Here we have the "perfect storm" of government intervention into private industry, and the subsequent debacle and bailout with taxpayer money. Rather than let the business community make loans based upon their own good judgment, assessing the risk themselves, politicians stuck their noses in, demanding that the underprivileged be given opportunities they were not qualified for, and created this disaster.

2. The Collective Ownership of Property. The idea of the "collective ownership of property" is bound up together with the concept of "central economic planning" as described above. The opposite of "collective ownership of property" is a "free market" system where individuals own both real property and other kinds of property. To understand this concept, one must understand the idea of "property" itself. Property can be many things: Land, a home, a car, clothes, all material things; money in the bank or other types of monetary assets; intellectual property such as an idea, or a copyright or a patent. And philosopher John Locke (1632-1704, at left, click to "embiggen") even wrote that our "conscience" is "the most sacred of all of property."

Collective ownership of property means public ownership of the means of production and distribution of all kinds of goods and products, and the elimination of private property ownership. In other words, it is the government who holds the power to control all material goods, how they are used, how and where they are sold and distributed, and how much they are valued.

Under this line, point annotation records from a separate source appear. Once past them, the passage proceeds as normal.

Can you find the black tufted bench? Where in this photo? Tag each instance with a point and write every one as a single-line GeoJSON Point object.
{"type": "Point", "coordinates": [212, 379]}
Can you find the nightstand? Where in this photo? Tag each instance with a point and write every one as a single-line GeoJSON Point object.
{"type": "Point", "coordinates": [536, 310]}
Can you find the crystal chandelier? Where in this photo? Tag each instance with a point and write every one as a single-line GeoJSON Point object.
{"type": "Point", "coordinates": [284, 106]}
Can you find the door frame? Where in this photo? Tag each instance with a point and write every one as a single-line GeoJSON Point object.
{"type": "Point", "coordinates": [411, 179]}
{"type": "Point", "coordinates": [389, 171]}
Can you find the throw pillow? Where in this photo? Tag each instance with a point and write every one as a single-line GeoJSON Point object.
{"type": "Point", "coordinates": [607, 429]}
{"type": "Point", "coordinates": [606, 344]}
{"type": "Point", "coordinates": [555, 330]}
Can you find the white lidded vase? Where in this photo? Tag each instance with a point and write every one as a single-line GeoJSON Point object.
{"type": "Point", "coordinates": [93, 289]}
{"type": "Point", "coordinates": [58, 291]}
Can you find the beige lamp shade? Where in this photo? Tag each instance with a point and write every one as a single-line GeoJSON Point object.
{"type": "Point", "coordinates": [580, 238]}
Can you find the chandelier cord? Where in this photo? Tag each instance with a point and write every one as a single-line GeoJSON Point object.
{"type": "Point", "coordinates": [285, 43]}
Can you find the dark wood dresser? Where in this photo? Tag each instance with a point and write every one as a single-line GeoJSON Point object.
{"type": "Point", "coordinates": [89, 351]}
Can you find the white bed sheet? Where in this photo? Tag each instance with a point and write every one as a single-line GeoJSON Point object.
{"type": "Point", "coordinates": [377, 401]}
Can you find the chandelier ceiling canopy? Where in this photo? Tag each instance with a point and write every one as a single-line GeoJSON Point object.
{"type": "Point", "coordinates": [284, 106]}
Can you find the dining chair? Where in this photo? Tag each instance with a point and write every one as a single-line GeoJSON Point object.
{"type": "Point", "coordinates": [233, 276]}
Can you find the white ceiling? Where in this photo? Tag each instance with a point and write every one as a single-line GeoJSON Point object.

3. Social Organization. The "social organization" component of socialism is complex. The goal is to reshape the thinking and behavior of the populace to produce a certain kind of result. Social engineers (like the politicians noted above reshaping the housing market) use several means to achieve their goals. Education is a primary means and we can see it at play at just about every level. Mr. Obama's plan to "require" community service of American youth is another clear example of "social organization" or "social engineering" as it is sometimes called. The now public video of Diatha Harris, an elementary school teacher in Cumberland, NC bullying a young student because of her support for John McCain, is a clear representation of how "social engineering" works. Such bullying is far worse in higher education. I shall not take time to document that here, but recommend the films Indoctrinate U and Expelled, No Intellegence Allowed. The prodcut review for Indoctrinate U offers this description:

"Speech codes. Censorship. Enforced political conformity. Hostility to diversity of opinion. Sensitivity training. We usually associate such things totalitarian regimes, not with the American universities that nurtured the free speech movement."

Another force for "social organization" is the media. The media in today's America consists of news and entertainment including film, television, music, and literature. Through media, ideas are disseminated conveying the accepted norm. Television in its early years showed separate beds for Rob and Laura Petrie, husband and wife characters on the Dick Van Dyke Show. Today on television, unmarried people pop in and out of bed nearly naked all the time. The message is that premarital sex (we used to call it fornication) is perfectly normal. More recently, the homosexual lifestyle has become more and more normalized via this same means. Our society is slowly being "re-engineered" by those whose goal is the conversion of our Judeo-Christian American culture into a secular, humanistic, socialist culture.

All societies experience peer pressure. But in "social organization" or "re-engineering," peer pressure is done deliberately and with the specific purpose of reshaping society. Acceptance by others is a strong, human need. Few have the internal constitution to resist it.